Despite those cost controls, smaller employers are facing higher increases. The report found that 34% of smaller employers, defined as having between 10 and 499 employees, saw health insurance cost increases of more than 10% in 2017.
With more market leverage and resources to target costs, larger employers can control costs more easily.
That said, despite the added influence over costs, nearly one-fifth of employers with 500 or more employees and 11% of businesses with 20,000 or more workers saw health plan cost increases of more than 10% last year.
The report predicted added cost pressures in the coming years. Cost-drivers include medical advances, technology, high utilization, an aging population and the expected increase of uninsured Americans, according to the report.
The uninsured rate has dropped since the ACA, but the numbers have moved back in the other direction over the past year. Mercer warned that more uninsured will mean more uncompensated care and those costs will wind up getting passed onto employer plans.
Another issue that employers face is that there aren't many cost-shifting levers left. Businesses have pushed more out-of-pocket costs onto consumers. That movement has led to PPO deductibles rising by about 9% annually since 2012 among mid-sized and large employers to $966 in 2017. Small employers have increased deductibles annually by 6% to an average of $1,917 in 2017.
Employers, particularly large and mid-sized companies, have pushed employees to consumer-directed plans that often have a health savings account.
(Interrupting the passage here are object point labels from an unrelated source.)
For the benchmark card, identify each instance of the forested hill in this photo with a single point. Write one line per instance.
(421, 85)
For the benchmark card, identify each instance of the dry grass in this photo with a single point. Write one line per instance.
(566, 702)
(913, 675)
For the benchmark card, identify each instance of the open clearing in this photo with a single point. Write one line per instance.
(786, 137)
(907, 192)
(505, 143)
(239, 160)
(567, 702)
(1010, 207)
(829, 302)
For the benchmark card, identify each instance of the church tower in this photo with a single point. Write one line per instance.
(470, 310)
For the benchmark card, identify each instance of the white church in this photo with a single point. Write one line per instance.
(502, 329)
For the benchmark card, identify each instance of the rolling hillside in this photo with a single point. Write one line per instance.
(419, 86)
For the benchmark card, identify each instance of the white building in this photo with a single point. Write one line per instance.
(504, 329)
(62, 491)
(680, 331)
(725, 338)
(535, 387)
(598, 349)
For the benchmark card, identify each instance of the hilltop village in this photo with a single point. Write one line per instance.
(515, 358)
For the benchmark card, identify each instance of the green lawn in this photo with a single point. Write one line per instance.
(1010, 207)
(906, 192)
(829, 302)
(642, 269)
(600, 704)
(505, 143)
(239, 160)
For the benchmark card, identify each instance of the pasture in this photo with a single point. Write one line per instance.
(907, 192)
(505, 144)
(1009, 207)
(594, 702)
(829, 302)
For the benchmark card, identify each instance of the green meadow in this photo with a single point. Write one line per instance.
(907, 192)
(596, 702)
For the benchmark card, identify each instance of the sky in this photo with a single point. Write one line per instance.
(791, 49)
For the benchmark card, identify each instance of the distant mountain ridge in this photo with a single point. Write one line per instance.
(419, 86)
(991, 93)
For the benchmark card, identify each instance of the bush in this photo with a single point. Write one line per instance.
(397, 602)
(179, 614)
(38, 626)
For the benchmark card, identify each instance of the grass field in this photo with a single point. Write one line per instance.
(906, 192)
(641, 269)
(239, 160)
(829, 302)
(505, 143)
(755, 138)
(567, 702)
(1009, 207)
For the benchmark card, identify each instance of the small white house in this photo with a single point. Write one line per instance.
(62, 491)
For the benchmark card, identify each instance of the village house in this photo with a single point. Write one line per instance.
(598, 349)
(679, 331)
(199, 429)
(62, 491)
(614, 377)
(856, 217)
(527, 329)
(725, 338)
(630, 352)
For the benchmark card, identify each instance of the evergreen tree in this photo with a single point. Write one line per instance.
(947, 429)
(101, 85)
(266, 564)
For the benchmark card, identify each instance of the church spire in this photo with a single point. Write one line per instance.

Those plans had a minimum deductible of $1,300 in 2017.
With those kinds of deductibles, members are struggling to afford healthcare, and employers can’t shift many more costs onto them. This will mean employers need to find other ways to cut costs.
One potential area of savings is prescription drugs, including specialty drugs. Annual spending on specialty drugs nearly doubled between 2011 and 2015. Mercer said that will get worse as new drugs enter the market over the next few years. In response, more than half of employers are steering workers to specialty pharmacies.
Another avenue tried by large and mid-sized companies are Centers of Excellence (COE) for orthopedics, cardiology and oncology. The report said 41% of businesses surveyed offer COE for women’s health, such as infertility and pregnancy.
Mercer said businesses use the centers because of better outcomes and cost. In many cases, this allows employers to contract directly with high-quality rated providers, who are willing to maintain a level of value-based care.
Suzanne Delbanco, executive director of Catalyst for Payment Reform, a nonprofit that works with more than 30 employers and purchasers of healthcare, recently told Healthcare Dive: “The interest in direct contracting is not a coincidence. It’s one of the few strategies that employers can use.”
Meanwhile, Mercer found most employers aren’t using accountable care organizations or narrow network strategies. Fewer than 10% of businesses are trying those strategies.
Employers told Mercer that they plan to implement other cost-saving strategies over the next five years, including monitoring/managing high-cost claimants, better managing cost for specialty pharmacy and focusing on creating a culture of health.